Call_Me_Op wrote:Based upon back-testing, a 30/70 portfolio of stocks/5 year treasuries compares favorably with the Permanent Portfolio (return. SD, and draw-down), and appears to be intrinsically less risky in the sense that 70% of the portfolio is very safe.
This is a Boglehead 25/75 Total International Stocks/Total Bond comparison to the Permanent Portfolio (courtesy of Simba's spreadsheet/data)
One stop UK versions of Boglehead portfolios
80-20
http://www.morningstar.co.uk/uk/funds/s ... F00000MLUR
60-40
http://www.morningstar.co.uk/uk/funds/s ... F00000MLUP
20-80
http://www.morningstar.co.uk/uk/funds/s ... F00000MLUL
Expense Ratio comparisons
Boglehead (Vanguard) 0.3%
PERM 0.5%
PRPFX 0.8%
The 4x25 (stocks, LTT, T-Bill, Gold) Permanent Portfolio might be considered as a gold tilt (additional gold exposure above and beyond Total Market exposure), so would be expected to relatively lead when gold was rising (1970's, 2000's), and lag when gold was in decline (1980's, 1990's). During the early years of the 1980's gold was declining at -15% annualised (i.e. 1980 to 1984 inclusive). At other times gold might be putting on 16%+ annualised (i.e. 2007 to 2011 inclusive).
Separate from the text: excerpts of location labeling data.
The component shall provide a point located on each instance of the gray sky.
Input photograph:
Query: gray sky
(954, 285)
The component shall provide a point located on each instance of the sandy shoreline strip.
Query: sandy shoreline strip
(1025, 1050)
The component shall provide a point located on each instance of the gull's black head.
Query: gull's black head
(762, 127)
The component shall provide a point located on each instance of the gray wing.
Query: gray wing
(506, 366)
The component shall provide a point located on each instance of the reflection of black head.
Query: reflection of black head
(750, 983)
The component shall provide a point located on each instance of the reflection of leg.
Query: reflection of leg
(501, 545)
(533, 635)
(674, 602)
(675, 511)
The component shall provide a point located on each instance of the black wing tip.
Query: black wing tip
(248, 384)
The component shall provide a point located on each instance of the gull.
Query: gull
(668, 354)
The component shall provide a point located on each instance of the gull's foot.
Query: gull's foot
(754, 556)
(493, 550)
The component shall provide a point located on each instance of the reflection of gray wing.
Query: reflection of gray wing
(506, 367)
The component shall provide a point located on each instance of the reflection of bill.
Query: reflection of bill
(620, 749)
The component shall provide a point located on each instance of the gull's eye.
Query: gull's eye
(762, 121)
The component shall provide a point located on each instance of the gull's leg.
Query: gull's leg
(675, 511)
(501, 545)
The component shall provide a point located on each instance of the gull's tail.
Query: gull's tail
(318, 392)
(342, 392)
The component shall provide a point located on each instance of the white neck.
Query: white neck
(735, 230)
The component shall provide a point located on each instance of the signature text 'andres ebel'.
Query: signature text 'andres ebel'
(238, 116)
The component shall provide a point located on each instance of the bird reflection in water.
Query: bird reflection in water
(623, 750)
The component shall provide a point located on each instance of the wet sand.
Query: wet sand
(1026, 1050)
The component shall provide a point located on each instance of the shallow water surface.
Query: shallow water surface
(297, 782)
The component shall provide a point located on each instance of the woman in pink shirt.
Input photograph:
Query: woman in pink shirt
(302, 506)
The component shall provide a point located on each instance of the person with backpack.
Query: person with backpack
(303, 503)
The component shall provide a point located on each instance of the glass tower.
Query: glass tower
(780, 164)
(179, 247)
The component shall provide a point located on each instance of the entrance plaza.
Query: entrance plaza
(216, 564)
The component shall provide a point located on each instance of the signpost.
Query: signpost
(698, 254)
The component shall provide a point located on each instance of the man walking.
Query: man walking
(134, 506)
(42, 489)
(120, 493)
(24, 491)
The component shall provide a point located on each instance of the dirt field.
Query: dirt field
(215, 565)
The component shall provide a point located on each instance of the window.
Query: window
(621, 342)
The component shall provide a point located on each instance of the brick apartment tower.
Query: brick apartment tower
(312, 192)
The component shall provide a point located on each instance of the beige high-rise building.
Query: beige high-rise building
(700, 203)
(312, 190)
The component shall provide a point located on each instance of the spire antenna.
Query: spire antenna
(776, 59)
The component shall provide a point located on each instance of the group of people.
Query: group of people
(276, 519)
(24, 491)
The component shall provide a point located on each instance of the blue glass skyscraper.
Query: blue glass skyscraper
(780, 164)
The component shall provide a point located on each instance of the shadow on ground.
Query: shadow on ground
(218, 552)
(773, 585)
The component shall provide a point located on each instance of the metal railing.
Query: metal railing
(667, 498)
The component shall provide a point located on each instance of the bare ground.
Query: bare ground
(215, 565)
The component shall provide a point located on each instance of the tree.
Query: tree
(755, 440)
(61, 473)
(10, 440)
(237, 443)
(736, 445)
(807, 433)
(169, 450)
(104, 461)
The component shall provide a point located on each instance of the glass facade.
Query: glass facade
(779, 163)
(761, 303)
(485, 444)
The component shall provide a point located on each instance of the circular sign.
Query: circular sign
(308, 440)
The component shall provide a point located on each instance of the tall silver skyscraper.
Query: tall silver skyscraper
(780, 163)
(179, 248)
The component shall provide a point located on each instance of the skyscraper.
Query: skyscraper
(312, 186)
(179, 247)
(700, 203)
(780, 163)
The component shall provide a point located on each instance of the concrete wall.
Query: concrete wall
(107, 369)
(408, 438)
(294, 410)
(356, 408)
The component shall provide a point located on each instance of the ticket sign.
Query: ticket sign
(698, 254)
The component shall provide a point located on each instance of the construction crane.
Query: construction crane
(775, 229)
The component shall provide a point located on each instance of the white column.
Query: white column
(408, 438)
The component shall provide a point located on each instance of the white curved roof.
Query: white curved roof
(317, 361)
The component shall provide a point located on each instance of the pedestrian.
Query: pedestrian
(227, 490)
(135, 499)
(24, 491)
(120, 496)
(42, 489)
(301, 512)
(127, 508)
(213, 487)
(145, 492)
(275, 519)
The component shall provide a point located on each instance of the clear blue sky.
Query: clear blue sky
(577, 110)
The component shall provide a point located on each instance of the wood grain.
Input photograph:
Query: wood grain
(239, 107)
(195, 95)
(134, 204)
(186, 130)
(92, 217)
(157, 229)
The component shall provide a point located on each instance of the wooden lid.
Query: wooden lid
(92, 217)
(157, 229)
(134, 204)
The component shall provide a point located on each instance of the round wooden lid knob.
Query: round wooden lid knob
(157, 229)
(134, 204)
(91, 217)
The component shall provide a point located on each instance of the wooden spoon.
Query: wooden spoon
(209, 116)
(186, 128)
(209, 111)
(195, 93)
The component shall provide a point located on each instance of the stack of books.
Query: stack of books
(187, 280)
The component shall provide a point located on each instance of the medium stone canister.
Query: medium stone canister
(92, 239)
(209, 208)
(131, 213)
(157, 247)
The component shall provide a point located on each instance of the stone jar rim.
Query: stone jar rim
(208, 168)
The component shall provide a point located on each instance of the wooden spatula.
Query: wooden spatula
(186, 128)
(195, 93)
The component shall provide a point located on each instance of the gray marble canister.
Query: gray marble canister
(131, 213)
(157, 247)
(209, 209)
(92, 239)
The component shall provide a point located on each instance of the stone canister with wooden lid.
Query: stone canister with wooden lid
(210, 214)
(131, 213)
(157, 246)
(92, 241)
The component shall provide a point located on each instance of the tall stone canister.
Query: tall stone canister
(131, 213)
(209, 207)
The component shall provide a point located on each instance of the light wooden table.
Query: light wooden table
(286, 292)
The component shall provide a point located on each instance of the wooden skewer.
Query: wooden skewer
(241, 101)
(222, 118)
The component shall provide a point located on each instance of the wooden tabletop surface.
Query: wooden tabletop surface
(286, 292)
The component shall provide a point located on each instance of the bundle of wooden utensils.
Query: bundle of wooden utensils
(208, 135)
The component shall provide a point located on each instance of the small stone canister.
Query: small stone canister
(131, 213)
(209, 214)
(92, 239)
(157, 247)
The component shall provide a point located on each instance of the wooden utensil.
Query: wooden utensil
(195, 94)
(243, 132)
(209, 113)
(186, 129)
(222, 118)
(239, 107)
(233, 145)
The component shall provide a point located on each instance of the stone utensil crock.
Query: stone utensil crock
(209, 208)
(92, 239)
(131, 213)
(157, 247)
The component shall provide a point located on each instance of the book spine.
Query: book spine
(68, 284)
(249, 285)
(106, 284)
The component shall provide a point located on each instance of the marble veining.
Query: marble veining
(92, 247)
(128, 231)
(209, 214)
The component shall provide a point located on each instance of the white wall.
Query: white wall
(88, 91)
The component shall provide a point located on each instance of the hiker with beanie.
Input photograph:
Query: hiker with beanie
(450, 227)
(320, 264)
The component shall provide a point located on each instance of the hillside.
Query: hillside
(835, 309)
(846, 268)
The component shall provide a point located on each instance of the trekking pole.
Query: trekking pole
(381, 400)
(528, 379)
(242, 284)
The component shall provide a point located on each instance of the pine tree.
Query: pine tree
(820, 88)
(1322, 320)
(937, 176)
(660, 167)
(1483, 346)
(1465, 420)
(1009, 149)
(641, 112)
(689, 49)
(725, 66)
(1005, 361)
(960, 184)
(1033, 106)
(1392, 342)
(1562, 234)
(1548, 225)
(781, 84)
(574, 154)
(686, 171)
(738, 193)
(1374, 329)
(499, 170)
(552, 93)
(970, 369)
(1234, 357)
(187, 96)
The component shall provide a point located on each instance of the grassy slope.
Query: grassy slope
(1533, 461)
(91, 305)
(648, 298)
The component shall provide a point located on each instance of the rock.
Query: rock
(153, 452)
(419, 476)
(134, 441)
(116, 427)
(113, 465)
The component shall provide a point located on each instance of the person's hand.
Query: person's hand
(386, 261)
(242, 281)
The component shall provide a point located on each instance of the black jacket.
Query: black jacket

If you're considering a tilted portfolio, perhaps its best
not to do so when the tilt asset has had a very strong prior decade. Often however that's when investors are more attracted to such tilting - only to later sell out of such tilt after subsequent relatively poor performance.
5 year Treasury's instead of total bond ? - Personally I quite like that myself. Again that's tilting away from total bond though. A 5 year treasury ladder when each rung is held to maturity has no capital risk and rolls relatively quickly to track yields up (or down). When holding each rung to maturity, interim capital value fluctuations can in effect be ignored as they're just paper value changes. When so, the gain each year for such a 5 year ladder is the average of the current and past four years 5 year Treasury yields. UK since 1980, a 5 year Gilt (treasury) ladder yielded a 3.7% annualised real (after inflation) return - not bad for something that is nigh on totally risk free. Much of that however would have been a consequence of generally transitioning from relatively high yields in the 1980's, down to more recent low/average yields. Going forward ??? I wouldn't expect such historic high real gains to persist, excepting perhaps if yields again spiked heavily upwards and maturing bonds were rolled into those higher yields (I'd be inclined to extend the ladder out to perhaps 10+ years under such conditions i.e. roll maturing gilts into 10 year gilts).
Total bonds versus specific bonds is ??? For example whilst corporate bonds might yield 2% more than gilts, the corporate bond default rate might average 2% and in effect negate the benefit of higher yields (approximation for corporate bonds is yield - default rate (%)). A problem with defaults is that they tend to cluster, so whilst there may be no defaults for 9 years, you might encounter 20% defaults in the tenth year and endure a sizeable capital loss in that year as a result (silly example perhaps, but conveys the gist).